このフランスのモラリストの人々の仕事は私には、言葉を持たない神の意志に、
言葉を与えるようで、素晴らしいものに感じられた。」と「文学者の運命」書かれている。
勝呂氏は、このフランスのモラリストの一人である「ジイド」について調べることで、 芹沢文学のヒューマニズムの本質を明らかにしていく切り口で講演されました。 「ジイド」をよく知らない私にも、芹沢先生が、大変「ジイド」 を研究し先生の作風にも影響していることわかり、また、芹沢文学のヒューマニズムについても大変わかりやすく納得のいく講演内容でした。
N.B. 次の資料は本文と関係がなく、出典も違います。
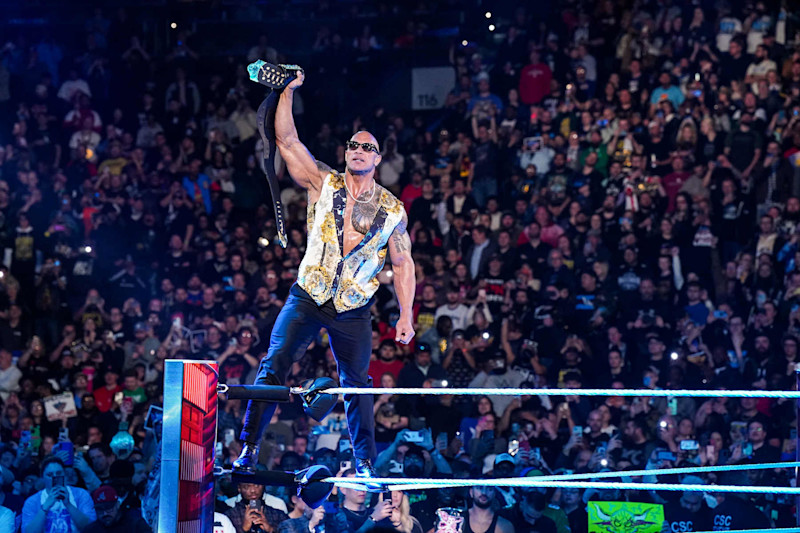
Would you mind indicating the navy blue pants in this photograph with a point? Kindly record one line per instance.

毎年、勝呂氏の「芹沢文学の講演」を聞くことで、芹沢文学を新たに、再発見することができます。 偲ぶ会に参加する意義を感じています。
今後の「芹沢光治良を偲ぶ会」にいて個人的には、沼津市名誉市民である「芹沢光治良先生」を地元沼津市民と全国の芹沢文学愛読者と 「芹沢光治良文学館」とが協力して、沼津市民も含めた芹沢文学愛読者を問わず、だれでもが自由に参加でき「芹沢光治良先生を知る会・偲ぶ会」 になればよいと思いました。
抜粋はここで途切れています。